IL BARONETTO DI CARINI

In relazione alle dichiarazioni a mezzo stampa rilasciate dall’assessore alla Cultura Roberto Conigliaro  sull’istituzione a Terrasini del Centro Operativo Comunale, il gruppo consiliare Henri d’Aumale,  essendo stato chiamato in causa, tende a precisare che l’istituzione del COC avviene solo dopo l’intervento del gruppo che, attraverso una interrogazione consiliare, ha stigmatizzato l’assenza dell’importante e indispensabile organo.

Nella stessa interpellanza vengono affrontate le vicende che hanno portato l’amministrazione comunale a stipulare una convenzione poco chiara con una associazione avente sede legale a più di 20 km da Terrasini.

Appare curioso oggi che l’assessore Conigliaro annunci con entusiasmo l’istituzione del COC, facendo finta di non sapere che fino al nostro intervento la giunta Consiglio non aveva neanche sfiorato la questione.

Riguardo all’interrogazione del gruppo d’Aumale sulla convenzione stipulata con una associazione avente sede legale a Carini (che, lo ricordiamo, è il comune di provenienza dell’assessore Conigliaro), ancora una volta rimaniamo esterrefatti dalle poco felici uscite dell’assessore Conigliaro che definisce “strumentale” la nostra interrogazione.

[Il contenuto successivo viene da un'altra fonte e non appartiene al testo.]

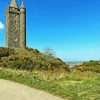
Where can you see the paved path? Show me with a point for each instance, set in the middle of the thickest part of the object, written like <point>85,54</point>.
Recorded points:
<point>14,91</point>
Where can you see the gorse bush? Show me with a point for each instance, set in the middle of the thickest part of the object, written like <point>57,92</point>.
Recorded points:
<point>30,59</point>
<point>93,66</point>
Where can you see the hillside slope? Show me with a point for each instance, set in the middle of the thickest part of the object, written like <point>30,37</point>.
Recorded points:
<point>30,59</point>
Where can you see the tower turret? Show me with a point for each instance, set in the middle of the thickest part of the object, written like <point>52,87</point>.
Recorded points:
<point>22,25</point>
<point>12,25</point>
<point>14,4</point>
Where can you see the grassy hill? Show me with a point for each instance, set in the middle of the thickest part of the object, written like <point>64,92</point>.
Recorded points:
<point>45,72</point>
<point>30,59</point>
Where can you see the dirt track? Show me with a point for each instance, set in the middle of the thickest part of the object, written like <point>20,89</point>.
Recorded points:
<point>14,91</point>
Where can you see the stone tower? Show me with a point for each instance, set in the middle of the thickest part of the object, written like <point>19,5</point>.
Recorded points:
<point>15,25</point>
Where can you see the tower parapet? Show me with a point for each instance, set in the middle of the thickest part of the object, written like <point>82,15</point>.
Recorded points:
<point>22,25</point>
<point>15,25</point>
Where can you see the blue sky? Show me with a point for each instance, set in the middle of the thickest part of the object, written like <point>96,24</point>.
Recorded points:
<point>70,27</point>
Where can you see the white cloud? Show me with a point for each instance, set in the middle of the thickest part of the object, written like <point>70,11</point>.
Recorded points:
<point>1,25</point>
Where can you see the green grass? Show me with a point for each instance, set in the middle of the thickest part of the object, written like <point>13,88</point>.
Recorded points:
<point>71,86</point>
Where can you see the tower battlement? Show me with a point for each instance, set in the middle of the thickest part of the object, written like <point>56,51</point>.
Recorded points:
<point>15,25</point>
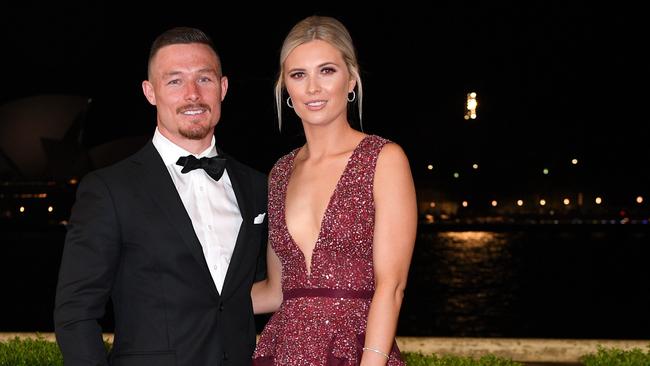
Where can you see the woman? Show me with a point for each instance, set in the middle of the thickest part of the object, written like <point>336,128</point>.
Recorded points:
<point>342,214</point>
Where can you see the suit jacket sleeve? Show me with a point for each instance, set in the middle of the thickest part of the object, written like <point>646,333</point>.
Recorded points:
<point>88,267</point>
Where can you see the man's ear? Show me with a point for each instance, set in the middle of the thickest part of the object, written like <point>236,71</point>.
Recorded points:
<point>147,89</point>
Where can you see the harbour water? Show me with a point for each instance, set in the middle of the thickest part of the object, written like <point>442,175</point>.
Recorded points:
<point>537,281</point>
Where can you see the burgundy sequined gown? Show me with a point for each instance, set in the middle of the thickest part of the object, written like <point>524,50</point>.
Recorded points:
<point>322,320</point>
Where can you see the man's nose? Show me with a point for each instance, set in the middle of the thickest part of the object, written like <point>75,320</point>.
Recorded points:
<point>192,92</point>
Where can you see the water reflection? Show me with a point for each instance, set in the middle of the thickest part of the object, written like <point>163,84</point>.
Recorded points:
<point>467,280</point>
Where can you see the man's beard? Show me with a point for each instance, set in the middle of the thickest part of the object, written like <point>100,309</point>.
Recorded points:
<point>195,132</point>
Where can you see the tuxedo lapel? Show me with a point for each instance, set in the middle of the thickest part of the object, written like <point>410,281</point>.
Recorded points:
<point>242,187</point>
<point>160,186</point>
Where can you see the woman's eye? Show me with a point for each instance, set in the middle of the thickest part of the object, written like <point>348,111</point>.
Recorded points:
<point>328,70</point>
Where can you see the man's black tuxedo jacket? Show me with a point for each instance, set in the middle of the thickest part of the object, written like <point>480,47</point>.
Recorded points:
<point>131,239</point>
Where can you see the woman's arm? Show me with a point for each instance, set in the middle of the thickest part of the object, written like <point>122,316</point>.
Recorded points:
<point>267,294</point>
<point>394,239</point>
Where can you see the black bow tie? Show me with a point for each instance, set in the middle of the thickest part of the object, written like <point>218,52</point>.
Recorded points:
<point>214,166</point>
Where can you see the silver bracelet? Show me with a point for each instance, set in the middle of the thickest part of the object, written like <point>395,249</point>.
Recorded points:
<point>376,351</point>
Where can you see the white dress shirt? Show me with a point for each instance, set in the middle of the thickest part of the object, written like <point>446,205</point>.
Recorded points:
<point>212,206</point>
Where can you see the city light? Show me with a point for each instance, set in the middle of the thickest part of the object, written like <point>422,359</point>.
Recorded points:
<point>471,105</point>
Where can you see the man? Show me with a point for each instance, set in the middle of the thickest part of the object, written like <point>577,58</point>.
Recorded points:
<point>173,240</point>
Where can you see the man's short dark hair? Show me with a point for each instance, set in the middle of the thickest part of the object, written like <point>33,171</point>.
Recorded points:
<point>181,35</point>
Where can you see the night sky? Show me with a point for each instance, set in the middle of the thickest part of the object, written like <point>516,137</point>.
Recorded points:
<point>554,81</point>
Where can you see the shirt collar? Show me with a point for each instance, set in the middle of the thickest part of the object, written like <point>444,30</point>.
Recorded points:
<point>170,152</point>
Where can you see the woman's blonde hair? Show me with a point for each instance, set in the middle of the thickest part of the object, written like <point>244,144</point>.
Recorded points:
<point>325,29</point>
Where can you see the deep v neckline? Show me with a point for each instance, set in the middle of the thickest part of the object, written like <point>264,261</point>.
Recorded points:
<point>308,267</point>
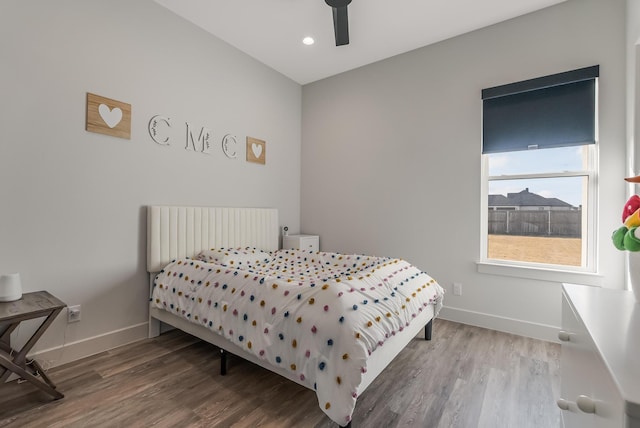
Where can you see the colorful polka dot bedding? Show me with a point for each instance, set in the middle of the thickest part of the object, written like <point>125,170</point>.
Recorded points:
<point>318,315</point>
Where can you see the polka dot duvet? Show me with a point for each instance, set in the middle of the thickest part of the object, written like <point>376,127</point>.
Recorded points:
<point>318,315</point>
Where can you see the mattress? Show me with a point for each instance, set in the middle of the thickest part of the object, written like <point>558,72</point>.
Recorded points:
<point>321,316</point>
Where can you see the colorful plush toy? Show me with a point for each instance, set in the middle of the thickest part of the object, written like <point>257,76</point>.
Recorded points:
<point>627,237</point>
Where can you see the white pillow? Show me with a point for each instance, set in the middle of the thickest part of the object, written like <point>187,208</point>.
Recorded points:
<point>235,257</point>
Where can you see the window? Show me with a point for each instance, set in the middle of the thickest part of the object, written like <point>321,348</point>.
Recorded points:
<point>539,166</point>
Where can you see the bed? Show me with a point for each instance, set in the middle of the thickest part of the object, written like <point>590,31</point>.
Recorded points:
<point>330,322</point>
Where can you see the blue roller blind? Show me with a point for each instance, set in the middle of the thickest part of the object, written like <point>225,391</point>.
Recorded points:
<point>551,111</point>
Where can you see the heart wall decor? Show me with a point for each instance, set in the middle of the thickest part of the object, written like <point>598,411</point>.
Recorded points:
<point>256,150</point>
<point>107,116</point>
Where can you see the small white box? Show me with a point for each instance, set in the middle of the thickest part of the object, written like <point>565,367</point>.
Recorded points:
<point>301,242</point>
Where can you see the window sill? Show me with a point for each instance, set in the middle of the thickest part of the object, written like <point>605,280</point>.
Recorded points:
<point>540,274</point>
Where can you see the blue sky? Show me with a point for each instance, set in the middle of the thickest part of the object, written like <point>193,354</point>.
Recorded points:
<point>540,161</point>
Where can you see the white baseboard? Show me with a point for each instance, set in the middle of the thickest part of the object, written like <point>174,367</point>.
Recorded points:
<point>544,332</point>
<point>93,345</point>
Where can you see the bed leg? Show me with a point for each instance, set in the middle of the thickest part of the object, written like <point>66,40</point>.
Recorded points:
<point>427,330</point>
<point>223,362</point>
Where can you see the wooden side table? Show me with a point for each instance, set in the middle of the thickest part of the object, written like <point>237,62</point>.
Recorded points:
<point>34,305</point>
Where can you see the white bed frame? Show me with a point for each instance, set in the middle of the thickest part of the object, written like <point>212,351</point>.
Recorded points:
<point>176,232</point>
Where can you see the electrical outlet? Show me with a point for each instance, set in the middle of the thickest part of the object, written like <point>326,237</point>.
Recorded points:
<point>457,289</point>
<point>73,313</point>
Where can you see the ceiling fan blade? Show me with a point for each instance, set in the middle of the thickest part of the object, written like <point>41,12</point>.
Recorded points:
<point>340,20</point>
<point>341,25</point>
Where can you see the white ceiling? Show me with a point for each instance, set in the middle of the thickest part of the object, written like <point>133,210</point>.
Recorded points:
<point>271,31</point>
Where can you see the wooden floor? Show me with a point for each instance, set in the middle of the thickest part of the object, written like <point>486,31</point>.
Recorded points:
<point>465,377</point>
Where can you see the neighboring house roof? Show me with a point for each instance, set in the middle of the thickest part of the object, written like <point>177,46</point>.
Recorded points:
<point>525,198</point>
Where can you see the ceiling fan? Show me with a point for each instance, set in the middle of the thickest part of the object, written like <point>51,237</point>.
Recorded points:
<point>340,20</point>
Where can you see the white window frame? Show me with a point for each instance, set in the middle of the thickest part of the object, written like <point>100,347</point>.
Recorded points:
<point>589,265</point>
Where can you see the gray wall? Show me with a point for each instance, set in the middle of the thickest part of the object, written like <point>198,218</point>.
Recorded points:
<point>386,147</point>
<point>72,219</point>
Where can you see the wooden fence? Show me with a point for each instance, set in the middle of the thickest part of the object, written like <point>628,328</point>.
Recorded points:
<point>566,224</point>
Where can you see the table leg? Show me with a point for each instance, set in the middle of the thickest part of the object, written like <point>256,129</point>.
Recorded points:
<point>12,367</point>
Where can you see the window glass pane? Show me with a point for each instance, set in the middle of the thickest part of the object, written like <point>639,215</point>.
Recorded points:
<point>560,159</point>
<point>537,220</point>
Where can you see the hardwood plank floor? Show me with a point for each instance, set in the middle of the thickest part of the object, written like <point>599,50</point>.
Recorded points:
<point>465,377</point>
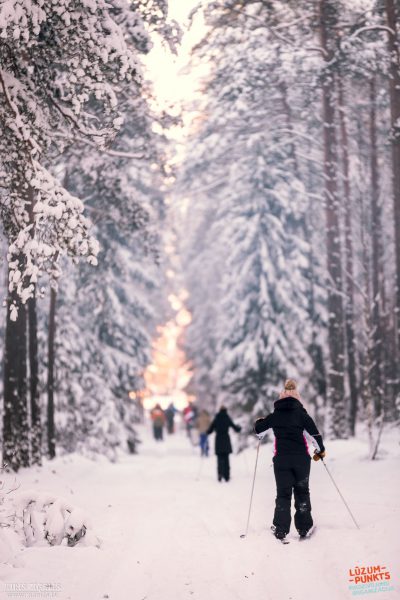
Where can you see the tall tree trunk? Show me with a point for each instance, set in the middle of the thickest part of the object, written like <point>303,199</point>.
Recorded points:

E’ evidente la gratuita offesa al ruolo istituzionale che ricopriamo, forti del mandato ricevuto direttamene dai cittadini di Terrasini (e non nominati dal sindaco in virtù di chissà quale criterio).

 Il nostro ruolo ci impone, infatti, di porre in essere un’attività di controllo nei confronti dell’operato dell’amministrazione. Tale attività viene espletata attraverso gli strumenti appositamente regolamentati, quali appunto le interrogazioni.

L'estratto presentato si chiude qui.